Clare tomó su teléfono de la mesita de noche. 3:00 de la mañana. Abrió Google, escribió su nombre. “Taller Mecánico Harris” apareció de inmediato. Reseñas, fotos, un sitio web sencillo. Había una foto de Ethan parado frente al taller, de brazos cruzados, con esa misma sonrisa tranquila. Luego encontró su página de Facebook, perfil público, fotos de una niña pequeña con rizos oscuros y su sonrisa.

Emma. Probablemente fotos de obras escolares, fiestas de cumpleaños, viajes de campamento de padre e hija; una vida sencilla, una buena vida. Ninguna mención de una esposa, ninguna mujer en ninguna foto reciente.

El pecho de Clare se apretó. Él había construido un mundo entero sin ella. ¿Y por qué no lo haría? Ella había sido una noche en su vida, una conversación, un beso. Pero Dios, ella nunca lo había olvidado. Su dedo se detuvo sobre el botón de mensaje. ¿Qué diría siquiera? “¿Hola, me recuerdas? Me salvaste la vida una vez, y he estado midiendo a cada hombre contra ti durante 15 años”.

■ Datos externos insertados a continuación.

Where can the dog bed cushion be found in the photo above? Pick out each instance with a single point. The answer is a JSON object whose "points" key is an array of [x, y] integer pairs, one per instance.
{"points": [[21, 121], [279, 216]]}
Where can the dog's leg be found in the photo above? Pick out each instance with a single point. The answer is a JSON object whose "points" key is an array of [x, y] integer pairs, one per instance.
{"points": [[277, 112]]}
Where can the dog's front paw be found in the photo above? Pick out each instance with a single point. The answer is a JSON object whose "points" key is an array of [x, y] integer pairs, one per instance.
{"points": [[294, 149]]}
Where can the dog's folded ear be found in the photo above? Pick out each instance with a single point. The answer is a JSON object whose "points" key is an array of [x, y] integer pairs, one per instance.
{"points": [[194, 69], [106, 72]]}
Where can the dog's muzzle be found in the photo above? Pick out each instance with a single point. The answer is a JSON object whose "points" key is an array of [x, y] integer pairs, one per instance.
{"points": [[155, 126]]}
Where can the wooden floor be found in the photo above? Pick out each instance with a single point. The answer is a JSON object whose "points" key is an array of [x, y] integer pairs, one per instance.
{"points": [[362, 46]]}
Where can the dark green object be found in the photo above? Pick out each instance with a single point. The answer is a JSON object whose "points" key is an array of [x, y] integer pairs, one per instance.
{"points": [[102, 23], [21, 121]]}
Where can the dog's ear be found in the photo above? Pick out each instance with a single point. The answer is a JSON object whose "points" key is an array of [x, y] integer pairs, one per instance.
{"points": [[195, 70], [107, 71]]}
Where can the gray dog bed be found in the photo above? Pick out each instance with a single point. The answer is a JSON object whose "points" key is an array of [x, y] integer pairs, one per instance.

Cerró la aplicación. Esto era una locura. Estaba siendo irracional.

Pero a la mañana siguiente, Clare se encontró conduciendo de regreso hacia ese pueblo de montaña. Se dijo a sí misma que era solo para agradecerle adecuadamente, para devolver la amabilidad. Nada más.

El Taller Mecánico Harris era un edificio modesto en la calle principal, intercalado entre una ferretería y una cafetería. Clare se estacionó al otro lado de la calle, observando a través de la ventana cómo Ethan trabajaba en un auto, sus movimientos eficientes y practicados. Casi dio la vuelta, casi se fue. Entonces Ethan levantó la vista, vio su auto y saludó con la mano.

Ya no había marcha atrás. El taller olía a aceite y metal. Una mujer en el mostrador le sonrió.

—¿Le ayudo con algo?

—De hecho busco a Ethan. Yo solo…

—Clare.

Ella se giró. Ethan caminaba hacia ella, limpiándose las manos en un trapo, pareciendo sorprendido pero complacido.

—Hola —dijo ella, sintiéndose de repente tonta—. Espero no estar interrumpiendo.

—Para nada. ¿Está todo bien con el auto?

—Ajá. El auto está perfecto. Solo… —Ella levantó una bolsa de papel—. Traje el almuerzo para decir gracias… si tienes tiempo.

Algo parpadeó en el rostro de Ethan. Vacilación tal vez, o incertidumbre. Miró hacia atrás al taller, luego a ella.

—Sí —dijo finalmente—. Sí, puedo tomar un descanso.

Se sentaron en un banco afuera de la cafetería de al lado. Clare había traído sándwiches de una tienda exclusiva de la ciudad, repentinamente consciente de lo fuera de lugar que se veían en este pequeño pueblo.

—No tenías que hacer esto —dijo Ethan, desenvolviendo su sándwich.

—Quería hacerlo.

Comieron en silencio por un momento. La mente de Clare corría, buscando las palabras correctas, la manera correcta de preguntar si él recordaba.

—¿Puedo preguntarte algo? —dijo Ethan en voz baja.